First aid for fractures calls for immobilization of the fragments in the fracture zone using special splints or improvised materials. In open fractures and traumatic shock, prompt medical attention is required. Severe bleeding from the wound can be arrested with a tourniquet. The bone fragments should be juxtaposed as closely as possible and immobilized throughout the healing period; this is usually effected with a plaster cast or by skeletal traction. Complications of fractures include injury to large blood vessels and nerves, suppuration in the fracture zone, and failure of the fragments to unite; all of these conditions require special treatment.

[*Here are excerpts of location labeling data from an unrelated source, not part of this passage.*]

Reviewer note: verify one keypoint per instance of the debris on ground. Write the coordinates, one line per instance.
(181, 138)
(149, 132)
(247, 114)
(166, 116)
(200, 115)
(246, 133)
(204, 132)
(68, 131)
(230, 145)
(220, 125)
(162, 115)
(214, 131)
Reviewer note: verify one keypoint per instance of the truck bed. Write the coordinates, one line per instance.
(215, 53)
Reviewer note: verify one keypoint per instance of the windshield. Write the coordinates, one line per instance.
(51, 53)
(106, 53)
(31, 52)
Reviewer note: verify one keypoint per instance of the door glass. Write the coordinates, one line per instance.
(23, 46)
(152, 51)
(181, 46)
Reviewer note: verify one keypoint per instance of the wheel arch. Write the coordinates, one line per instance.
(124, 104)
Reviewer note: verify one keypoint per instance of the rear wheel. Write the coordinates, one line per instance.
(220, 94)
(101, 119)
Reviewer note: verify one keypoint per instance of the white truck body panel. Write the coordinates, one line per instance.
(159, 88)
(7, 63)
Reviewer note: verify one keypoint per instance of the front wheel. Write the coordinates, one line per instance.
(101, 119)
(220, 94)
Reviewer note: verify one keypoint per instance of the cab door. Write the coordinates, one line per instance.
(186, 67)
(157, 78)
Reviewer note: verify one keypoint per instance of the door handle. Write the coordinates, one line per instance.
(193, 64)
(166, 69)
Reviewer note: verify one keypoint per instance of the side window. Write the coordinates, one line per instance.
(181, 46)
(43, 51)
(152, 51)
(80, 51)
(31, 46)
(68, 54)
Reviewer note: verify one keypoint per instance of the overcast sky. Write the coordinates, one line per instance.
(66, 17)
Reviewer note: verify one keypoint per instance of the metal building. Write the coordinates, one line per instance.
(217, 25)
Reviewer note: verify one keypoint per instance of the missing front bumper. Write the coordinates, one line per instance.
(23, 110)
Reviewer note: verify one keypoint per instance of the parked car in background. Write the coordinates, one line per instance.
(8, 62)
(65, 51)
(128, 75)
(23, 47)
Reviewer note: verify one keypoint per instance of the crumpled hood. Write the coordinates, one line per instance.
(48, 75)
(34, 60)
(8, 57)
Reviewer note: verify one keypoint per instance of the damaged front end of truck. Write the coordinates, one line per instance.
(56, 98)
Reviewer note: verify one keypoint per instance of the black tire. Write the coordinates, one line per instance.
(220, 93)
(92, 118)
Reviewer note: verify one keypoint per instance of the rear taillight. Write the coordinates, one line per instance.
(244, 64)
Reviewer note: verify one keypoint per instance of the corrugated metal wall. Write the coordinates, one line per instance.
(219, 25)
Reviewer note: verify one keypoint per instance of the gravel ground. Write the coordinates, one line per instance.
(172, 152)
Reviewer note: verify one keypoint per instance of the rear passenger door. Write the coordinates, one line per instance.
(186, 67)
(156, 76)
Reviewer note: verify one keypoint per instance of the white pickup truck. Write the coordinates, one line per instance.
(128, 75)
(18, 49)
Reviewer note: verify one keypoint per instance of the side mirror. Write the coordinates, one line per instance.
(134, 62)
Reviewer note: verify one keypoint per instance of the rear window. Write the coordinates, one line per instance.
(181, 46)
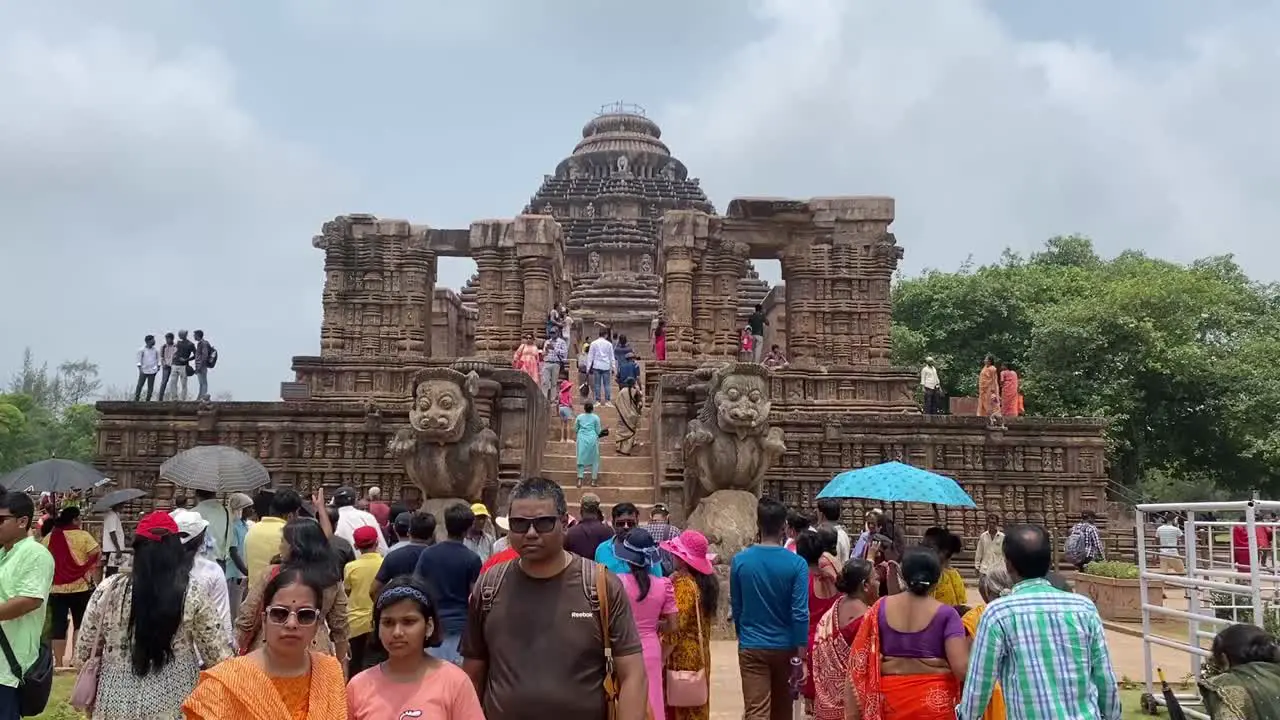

With age, bones become increasingly fragile, and this explains the high incidence of fractures after slight injury in the elderly. Because of the greater flexibility of their bones, children often suffer subperiosteal fractures, often close to a joint. Fractures in children are mostly treated by juxtaposition of the fragments with application of a plaster cast; less commonly, skeletal traction is used, and surgery as a therapeutic recourse is very rare.
REFERENCESKaplan, A. V. Zakrytye povrezhdeniia kostei i sustavov, 2nd ed. Moscow, 1967.
Watson-Jones, R. Perelomy kostei i povrezhdeniia sustavov. Moscow, 1972. (Translated from English.)